Huggins isn't talking to the media about his latest stare-down with Zimpher. Most other employees of the athletic department aren't talking, either. No one wants to leak the wrong nugget of information that could trigger Huggins's wrath -- or worse, his dismissal.
But Huggins must be tired of all this staring. He's a street fighter who has won more at Cincinnati than the two coaches he followed, and won more than the two coaches who will follow him, but this might not be a fight worth fighting.
Based on her hardball handling of the DUI and the contract rollover, Zimpher seems to lack affection for her glowering men's basketball coach. Supportive athletic director Bob Goin has buffered Huggins, but Goin is retiring after the 2005-06 season. Goin's replacement will be handpicked by Zimpher. Huggins' buffer? Gone.

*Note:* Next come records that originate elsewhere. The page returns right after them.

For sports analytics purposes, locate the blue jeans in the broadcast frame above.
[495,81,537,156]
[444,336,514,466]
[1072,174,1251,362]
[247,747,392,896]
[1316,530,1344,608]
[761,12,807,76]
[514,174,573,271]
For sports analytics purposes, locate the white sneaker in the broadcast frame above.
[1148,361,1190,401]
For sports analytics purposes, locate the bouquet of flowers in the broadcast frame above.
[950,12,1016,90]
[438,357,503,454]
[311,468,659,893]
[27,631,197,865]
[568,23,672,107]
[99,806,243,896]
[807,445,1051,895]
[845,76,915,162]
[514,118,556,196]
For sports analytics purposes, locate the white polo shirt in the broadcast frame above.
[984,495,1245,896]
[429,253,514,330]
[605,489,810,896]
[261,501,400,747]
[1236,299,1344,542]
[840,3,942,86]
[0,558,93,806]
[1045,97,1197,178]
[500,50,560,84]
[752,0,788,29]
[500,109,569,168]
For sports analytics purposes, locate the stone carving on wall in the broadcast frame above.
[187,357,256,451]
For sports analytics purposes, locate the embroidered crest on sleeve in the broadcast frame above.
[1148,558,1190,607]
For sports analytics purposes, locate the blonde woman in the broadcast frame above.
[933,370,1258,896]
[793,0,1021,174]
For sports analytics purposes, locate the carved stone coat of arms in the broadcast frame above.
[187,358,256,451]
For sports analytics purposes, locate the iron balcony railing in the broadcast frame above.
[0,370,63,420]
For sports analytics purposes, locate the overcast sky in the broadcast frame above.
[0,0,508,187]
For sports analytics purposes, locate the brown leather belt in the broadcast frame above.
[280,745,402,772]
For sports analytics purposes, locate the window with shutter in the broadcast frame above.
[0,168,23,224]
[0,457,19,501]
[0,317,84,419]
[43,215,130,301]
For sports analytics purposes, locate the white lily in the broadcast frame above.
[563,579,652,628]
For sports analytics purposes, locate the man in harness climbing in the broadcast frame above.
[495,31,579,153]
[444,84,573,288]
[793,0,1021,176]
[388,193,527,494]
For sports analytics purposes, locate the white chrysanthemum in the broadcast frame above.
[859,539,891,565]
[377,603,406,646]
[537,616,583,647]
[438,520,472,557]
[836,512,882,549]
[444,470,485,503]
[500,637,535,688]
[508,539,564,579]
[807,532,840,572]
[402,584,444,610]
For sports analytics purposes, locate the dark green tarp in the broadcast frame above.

Huggins? Shocking as this seems, he might just be gone, too.
A source said that Zimpher already has proposed a roughly $1.5 million buyout of the final two years of his contract, and if Huggins declines, the president has drafted a document that underscores the hoops Huggins must jump through to remain the head coach at the University of Zimpher.
Huggins is 51. He suffered a heart attack in 2002. He has won 567 games, reached 14 consecutive NCAA Tournaments, won almost every Conference USA title in league history. He might not want to jump through hoops.
It has been a bad few months for Huggins. The only former UC player on his coaching staff, Keith LeGree, was indefinitely suspended after being cited for DUI. Freshman Roy Bright was kicked off the team this week after carrying a pistol onto campus. Another freshman, Vincent Banks, left the team for personal reasons.
Anti-Huggins fans will translate "personal reasons" as a euphemism for "got in trouble," but it's just not true. Banks left school to care for his father, who is dying of AIDS in Georgia. Life's hard. Banks did what he had to do to.
Now Huggins faces a choice of his own. Whatever happens here, it won't be a tragedy. Life will go on for the Bearcats, and for Huggins.
But without Bob Huggins, the University of Zimpher will lose in its new league. Unless the Big East turns basketball into a poetry-reading contest.